Let us run with perseverance the race marked out for us.—Hebrews 12:1b
1500 Stepshas a bit of everything for everyone. A film about high school in Australia, the story revolves around Jonas “Jobe” O’Brien (Alex Fechine) who moves in with his alcoholic father, enrolls at a new school, and develops his love of running. Dramatic and powerful, the story explores the way that choices stretch us, grow us, and threaten to tear us down. With a Christian influence undergirding the story’s thesis, it builds toward a competitive and dramatic conclusion that will have audiences applauding (and wiping away a few tears from their eyes).
From the very beginning, Jobe interjects himself into the dynamics of his new school, first interceding on behalf of a deaf student being bullied on the beach by a group of classmates. Moving forward, he befriends a group of students who are considered unimportant and earns the admiration of those who come to know him. He also earns the attention of Grace (Laura Benson), which draws more ire from the drug dealer and bully (Jack Matthews) who has his eyes set on Grace as his next conquest. Whether you’re thinking Karate Kid or Back to the Future, you know this isn’t going to just go away.
But the film, written by Maurine Gibbons and directed by Josh Reid, isn’t just a high school story about romance and battling the bully on the playground. The complexity of the story is remarkable in the way that it weaves together Jobe’s desire to know more about his deceased mother who was also a runner, his father’s alcoholism and verbal abuse, death, the inclusion of outsiders, shame, the power of mentoring, grief, and the battle between faith and doubt. All of these things blend together in the flow of the film to tell a multi-faceted story.

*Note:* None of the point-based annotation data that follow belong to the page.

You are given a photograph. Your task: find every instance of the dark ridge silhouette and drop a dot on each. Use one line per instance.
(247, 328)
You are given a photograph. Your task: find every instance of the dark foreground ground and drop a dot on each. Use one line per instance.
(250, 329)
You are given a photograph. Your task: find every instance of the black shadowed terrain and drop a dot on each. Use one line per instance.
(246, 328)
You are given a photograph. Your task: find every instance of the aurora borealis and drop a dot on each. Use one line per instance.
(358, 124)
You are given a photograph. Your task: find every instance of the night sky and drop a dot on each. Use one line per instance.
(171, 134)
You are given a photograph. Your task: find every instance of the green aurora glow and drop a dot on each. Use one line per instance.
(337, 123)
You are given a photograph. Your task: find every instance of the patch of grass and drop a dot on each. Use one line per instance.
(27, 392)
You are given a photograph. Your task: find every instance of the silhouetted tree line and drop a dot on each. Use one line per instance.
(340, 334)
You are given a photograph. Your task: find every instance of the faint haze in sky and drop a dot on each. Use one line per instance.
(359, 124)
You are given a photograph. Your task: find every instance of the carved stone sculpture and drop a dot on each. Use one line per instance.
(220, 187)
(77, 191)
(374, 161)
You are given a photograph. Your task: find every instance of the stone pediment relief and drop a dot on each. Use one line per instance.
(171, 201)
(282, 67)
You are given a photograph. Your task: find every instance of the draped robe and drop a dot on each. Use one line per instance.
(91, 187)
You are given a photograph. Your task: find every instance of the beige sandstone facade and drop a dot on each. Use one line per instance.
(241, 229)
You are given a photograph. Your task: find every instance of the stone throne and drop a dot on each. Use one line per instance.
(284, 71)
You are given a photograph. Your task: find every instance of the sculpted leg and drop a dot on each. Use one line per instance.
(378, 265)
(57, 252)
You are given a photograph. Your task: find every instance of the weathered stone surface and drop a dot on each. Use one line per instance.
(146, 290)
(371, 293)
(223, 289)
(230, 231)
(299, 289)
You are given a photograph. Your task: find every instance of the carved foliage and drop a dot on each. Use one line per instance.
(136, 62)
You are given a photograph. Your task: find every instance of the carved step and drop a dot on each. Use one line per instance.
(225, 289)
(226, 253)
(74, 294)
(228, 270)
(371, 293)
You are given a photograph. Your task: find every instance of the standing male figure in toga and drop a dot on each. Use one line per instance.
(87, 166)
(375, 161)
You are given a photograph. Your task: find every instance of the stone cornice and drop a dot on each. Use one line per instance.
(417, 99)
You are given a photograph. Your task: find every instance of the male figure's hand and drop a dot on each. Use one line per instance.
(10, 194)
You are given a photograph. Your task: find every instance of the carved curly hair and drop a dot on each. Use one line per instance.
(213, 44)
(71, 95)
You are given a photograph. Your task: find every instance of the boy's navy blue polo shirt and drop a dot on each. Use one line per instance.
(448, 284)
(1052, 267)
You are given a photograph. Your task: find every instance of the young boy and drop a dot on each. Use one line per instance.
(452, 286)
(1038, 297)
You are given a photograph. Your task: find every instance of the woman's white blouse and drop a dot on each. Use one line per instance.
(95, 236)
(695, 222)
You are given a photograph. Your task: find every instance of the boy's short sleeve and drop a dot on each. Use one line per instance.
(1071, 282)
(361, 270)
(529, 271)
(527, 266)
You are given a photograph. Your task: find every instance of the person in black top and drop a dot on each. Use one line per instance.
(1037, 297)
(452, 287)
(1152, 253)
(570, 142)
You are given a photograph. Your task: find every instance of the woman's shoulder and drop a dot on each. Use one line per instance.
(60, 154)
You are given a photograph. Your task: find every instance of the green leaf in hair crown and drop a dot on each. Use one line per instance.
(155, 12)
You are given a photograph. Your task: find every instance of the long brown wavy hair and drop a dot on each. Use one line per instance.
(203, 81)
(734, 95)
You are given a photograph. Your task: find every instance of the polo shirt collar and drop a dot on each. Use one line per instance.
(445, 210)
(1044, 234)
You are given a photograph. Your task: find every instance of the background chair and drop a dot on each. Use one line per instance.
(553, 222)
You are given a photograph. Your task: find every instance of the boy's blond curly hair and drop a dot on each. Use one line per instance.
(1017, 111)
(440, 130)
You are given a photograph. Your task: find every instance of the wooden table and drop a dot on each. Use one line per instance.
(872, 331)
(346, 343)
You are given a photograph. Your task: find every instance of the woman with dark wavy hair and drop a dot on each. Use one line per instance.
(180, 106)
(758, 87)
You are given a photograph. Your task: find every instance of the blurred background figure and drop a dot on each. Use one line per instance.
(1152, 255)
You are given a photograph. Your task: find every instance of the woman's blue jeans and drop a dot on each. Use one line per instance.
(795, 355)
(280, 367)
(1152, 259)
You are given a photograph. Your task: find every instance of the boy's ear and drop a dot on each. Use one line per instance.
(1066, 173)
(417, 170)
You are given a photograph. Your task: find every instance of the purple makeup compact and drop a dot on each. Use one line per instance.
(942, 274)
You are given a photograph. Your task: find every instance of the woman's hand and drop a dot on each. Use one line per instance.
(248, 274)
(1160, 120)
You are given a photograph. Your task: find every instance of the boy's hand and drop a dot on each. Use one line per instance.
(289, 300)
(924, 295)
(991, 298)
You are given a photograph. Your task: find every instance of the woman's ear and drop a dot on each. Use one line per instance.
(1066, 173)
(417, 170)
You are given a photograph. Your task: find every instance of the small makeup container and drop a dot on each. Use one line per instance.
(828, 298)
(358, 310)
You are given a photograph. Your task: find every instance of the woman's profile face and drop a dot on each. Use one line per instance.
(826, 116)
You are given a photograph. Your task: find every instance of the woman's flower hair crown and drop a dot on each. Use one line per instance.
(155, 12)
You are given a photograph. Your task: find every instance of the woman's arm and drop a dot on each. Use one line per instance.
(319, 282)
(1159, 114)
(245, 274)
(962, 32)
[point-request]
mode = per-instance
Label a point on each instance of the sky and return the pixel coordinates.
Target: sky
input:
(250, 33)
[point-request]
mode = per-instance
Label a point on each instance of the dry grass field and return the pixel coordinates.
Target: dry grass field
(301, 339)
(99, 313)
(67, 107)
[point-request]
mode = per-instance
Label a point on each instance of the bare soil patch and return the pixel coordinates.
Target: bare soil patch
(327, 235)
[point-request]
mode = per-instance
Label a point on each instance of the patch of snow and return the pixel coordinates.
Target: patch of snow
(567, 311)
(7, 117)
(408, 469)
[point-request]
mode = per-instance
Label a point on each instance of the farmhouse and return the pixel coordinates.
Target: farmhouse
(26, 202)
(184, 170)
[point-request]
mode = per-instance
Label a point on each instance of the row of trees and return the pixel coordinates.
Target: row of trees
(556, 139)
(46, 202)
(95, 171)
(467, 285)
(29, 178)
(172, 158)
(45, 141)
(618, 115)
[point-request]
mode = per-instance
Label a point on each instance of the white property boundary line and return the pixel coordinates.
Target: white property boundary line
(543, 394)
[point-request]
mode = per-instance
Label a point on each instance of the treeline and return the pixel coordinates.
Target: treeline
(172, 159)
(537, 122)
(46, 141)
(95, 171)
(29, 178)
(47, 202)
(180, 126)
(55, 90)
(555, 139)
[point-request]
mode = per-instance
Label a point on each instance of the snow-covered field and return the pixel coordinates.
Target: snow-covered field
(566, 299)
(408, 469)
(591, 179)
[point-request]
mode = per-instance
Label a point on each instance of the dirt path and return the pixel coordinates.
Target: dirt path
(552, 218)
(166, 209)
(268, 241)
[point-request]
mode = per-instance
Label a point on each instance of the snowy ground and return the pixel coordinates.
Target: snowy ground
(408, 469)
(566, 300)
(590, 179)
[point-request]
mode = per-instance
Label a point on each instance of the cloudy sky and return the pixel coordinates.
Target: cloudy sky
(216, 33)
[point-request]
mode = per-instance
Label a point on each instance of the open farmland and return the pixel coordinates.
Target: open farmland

Audiences should be forewarned that while the actual scenes don’t show objectionable content, the subject matter is heavy and not intended for children. But the film can be a powerful reminder and discussion starter for high school students (or older) who can wrap their minds and hearts around the dynamics of teenagers and the decisions they make. Most importantly, the film fairly portrays Jobe’s breaking point, when his character has been ripped apart by the decisions of others, and the way he turns to God in an explosive way.
Beyond the storytelling, 1500 Stepsdemonstrates solid acting, good cinematography and editing, and a combination of score and popular music that pushes the flow of the film along. But let’s be serious: the story is the main thing here, and it’s a powerful narrative that wraps the coming of age story of high school around the themes of the book of Job. It’s a running story, but it’s about running the race of life to win, not just winning on the track.